O som da
televisão preenchia a sala melhor que qualquer conversa. Conversa é ruído e uma
jornalista tão bonita certamente não tocaria em assuntos desagradáveis. Uma
tragédia aqui, um imposto extra, que seja; nada próximo, nada que traga à barriga aquele desconforto de uma situação real. Renan olhava para a jornalista
e se apagava a ela. Era sua prostituta, estava ali para dar prazer momentâneo e
partir assim que ele gozasse. Riu da própria ideia. Imaginou a loira plástica
na cama, satisfazendo suas vontades. O sexo terminaria num boa noite jornalístico. Quis compartilhar a piada com o irmão, mas
se lembrou de que ela não seria engraçada para Rui. Rui não levaria a loira
para a cama, afinal de contas. Talvez se convertesse a comparação para encaixar
o jornalista? Sentiu aquele desconforto na barriga. Decidiu acompanhar o
noticiário calado. Incêndio em boate já
fez mais de duzentas vítimas, e outras trinta estão em estado grave. Rui
fungou, e Renan ajeitou o travesseiro em resposta. Estava deitado no sofá, de frente a televisão.

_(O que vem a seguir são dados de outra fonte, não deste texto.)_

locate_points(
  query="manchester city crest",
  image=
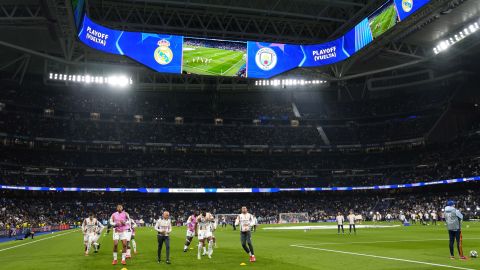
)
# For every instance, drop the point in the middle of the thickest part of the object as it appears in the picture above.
(266, 58)
(163, 54)
(407, 5)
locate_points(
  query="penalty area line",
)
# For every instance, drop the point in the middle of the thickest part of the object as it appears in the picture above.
(382, 257)
(35, 241)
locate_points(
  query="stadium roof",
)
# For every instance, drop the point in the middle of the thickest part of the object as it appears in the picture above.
(40, 34)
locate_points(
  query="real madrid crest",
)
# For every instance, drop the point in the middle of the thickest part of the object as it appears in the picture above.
(163, 54)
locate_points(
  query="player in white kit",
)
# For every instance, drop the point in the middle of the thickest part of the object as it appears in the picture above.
(131, 235)
(245, 220)
(204, 233)
(98, 233)
(89, 228)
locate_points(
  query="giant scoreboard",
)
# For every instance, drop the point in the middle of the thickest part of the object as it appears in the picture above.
(253, 59)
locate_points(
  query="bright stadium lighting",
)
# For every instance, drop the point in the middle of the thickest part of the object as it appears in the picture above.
(455, 38)
(114, 80)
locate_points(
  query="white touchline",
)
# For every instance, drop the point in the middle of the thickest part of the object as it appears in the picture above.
(382, 257)
(379, 242)
(35, 241)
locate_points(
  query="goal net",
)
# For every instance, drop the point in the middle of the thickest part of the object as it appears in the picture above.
(293, 218)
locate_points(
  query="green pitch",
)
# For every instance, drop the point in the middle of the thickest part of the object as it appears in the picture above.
(416, 247)
(212, 61)
(383, 21)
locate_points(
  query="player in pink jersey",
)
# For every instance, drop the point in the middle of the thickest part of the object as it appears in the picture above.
(191, 230)
(119, 221)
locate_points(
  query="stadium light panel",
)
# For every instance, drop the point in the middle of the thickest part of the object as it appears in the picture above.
(448, 42)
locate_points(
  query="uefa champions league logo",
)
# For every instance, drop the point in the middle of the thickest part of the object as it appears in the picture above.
(266, 59)
(163, 54)
(407, 5)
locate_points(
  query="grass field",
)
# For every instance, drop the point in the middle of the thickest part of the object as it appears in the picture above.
(383, 21)
(415, 247)
(212, 61)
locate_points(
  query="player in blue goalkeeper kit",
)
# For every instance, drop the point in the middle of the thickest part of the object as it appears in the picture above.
(453, 218)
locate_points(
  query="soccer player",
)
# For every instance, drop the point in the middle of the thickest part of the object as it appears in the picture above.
(191, 227)
(130, 233)
(351, 222)
(434, 217)
(453, 219)
(245, 220)
(254, 229)
(119, 221)
(340, 219)
(89, 227)
(204, 233)
(98, 233)
(164, 228)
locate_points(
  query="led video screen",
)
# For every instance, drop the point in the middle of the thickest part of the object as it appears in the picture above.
(383, 19)
(251, 59)
(214, 57)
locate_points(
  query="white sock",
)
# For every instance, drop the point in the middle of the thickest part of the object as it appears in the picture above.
(210, 247)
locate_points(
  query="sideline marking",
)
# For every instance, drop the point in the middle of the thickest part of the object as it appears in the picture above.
(382, 257)
(35, 241)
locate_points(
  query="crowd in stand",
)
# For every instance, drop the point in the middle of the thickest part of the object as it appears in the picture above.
(54, 209)
(310, 105)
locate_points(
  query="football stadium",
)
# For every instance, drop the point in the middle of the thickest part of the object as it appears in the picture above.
(214, 134)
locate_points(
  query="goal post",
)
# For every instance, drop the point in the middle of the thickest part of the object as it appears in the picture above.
(293, 218)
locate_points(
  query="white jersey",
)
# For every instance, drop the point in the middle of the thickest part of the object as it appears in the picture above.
(245, 221)
(91, 226)
(351, 219)
(204, 223)
(340, 220)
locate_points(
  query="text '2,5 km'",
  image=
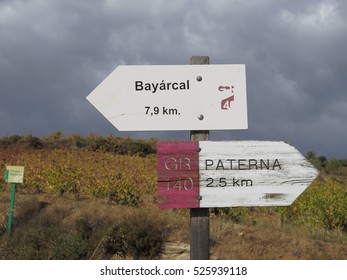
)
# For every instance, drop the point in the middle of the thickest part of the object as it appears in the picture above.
(204, 174)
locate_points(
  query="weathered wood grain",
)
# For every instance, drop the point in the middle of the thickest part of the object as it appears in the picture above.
(243, 177)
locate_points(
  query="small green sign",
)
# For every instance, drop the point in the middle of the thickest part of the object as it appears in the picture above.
(14, 174)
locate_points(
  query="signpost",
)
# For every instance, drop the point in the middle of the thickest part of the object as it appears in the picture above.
(13, 175)
(231, 174)
(200, 174)
(174, 97)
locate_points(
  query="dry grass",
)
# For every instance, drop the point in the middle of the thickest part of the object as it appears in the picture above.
(97, 230)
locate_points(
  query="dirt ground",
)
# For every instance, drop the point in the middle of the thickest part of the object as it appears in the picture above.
(266, 238)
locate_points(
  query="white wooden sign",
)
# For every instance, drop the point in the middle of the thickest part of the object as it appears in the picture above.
(252, 173)
(174, 97)
(231, 174)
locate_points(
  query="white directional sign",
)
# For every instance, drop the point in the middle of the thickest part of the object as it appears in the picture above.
(231, 174)
(174, 97)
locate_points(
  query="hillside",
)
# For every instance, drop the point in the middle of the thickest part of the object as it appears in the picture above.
(94, 197)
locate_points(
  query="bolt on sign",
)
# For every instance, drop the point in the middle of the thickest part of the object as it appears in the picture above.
(231, 174)
(174, 97)
(14, 174)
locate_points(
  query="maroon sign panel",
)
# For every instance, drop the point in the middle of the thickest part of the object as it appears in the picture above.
(178, 174)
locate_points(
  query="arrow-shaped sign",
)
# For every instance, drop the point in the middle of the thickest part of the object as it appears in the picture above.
(231, 174)
(174, 97)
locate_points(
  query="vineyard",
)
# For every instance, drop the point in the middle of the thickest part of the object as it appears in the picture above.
(122, 173)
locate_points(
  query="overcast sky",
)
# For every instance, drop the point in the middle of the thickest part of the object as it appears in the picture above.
(53, 53)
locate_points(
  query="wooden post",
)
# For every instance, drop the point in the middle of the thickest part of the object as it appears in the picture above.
(199, 217)
(13, 194)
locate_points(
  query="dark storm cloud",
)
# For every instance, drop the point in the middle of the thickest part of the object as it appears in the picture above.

O irmão sentava no chão, encostado na parede. Via as imagens no aparelho e não
conseguia juntar as coisas pra que fizessem sentido. Tentou várias vezes fazer
piada com alguém da TV; sabia que Renan era fácil em rir. Não conseguiu, no
entanto. Cardiais se reúnem para a
eleição de um novo Papa e...
-
papa-anjo, só se for. – e tentou olhar para Rui, sentado no chão.
Riram. Não
como antes; nada seria como antes. Renan não tocaria o irmão por um bom tempo.
Seria estranho, não seria? Dois homens se tocando. Antes eram dois irmãos,
agora dois homens. Era assim que Renan se comunicava melhor, sentindo a pele –
não mais com Rui. Tudo havia mudado. O contato deveria ser por palavras, nada
mais. Só dessa forma não despertaria coisas desagradáveis no irmão. Dois homens
se tocando. O estômago de Renan parecia diminuir, a sensação na barriga mais
forte. Rui sabia que o silêncio do irmão era anormal, e aquele sorriso também.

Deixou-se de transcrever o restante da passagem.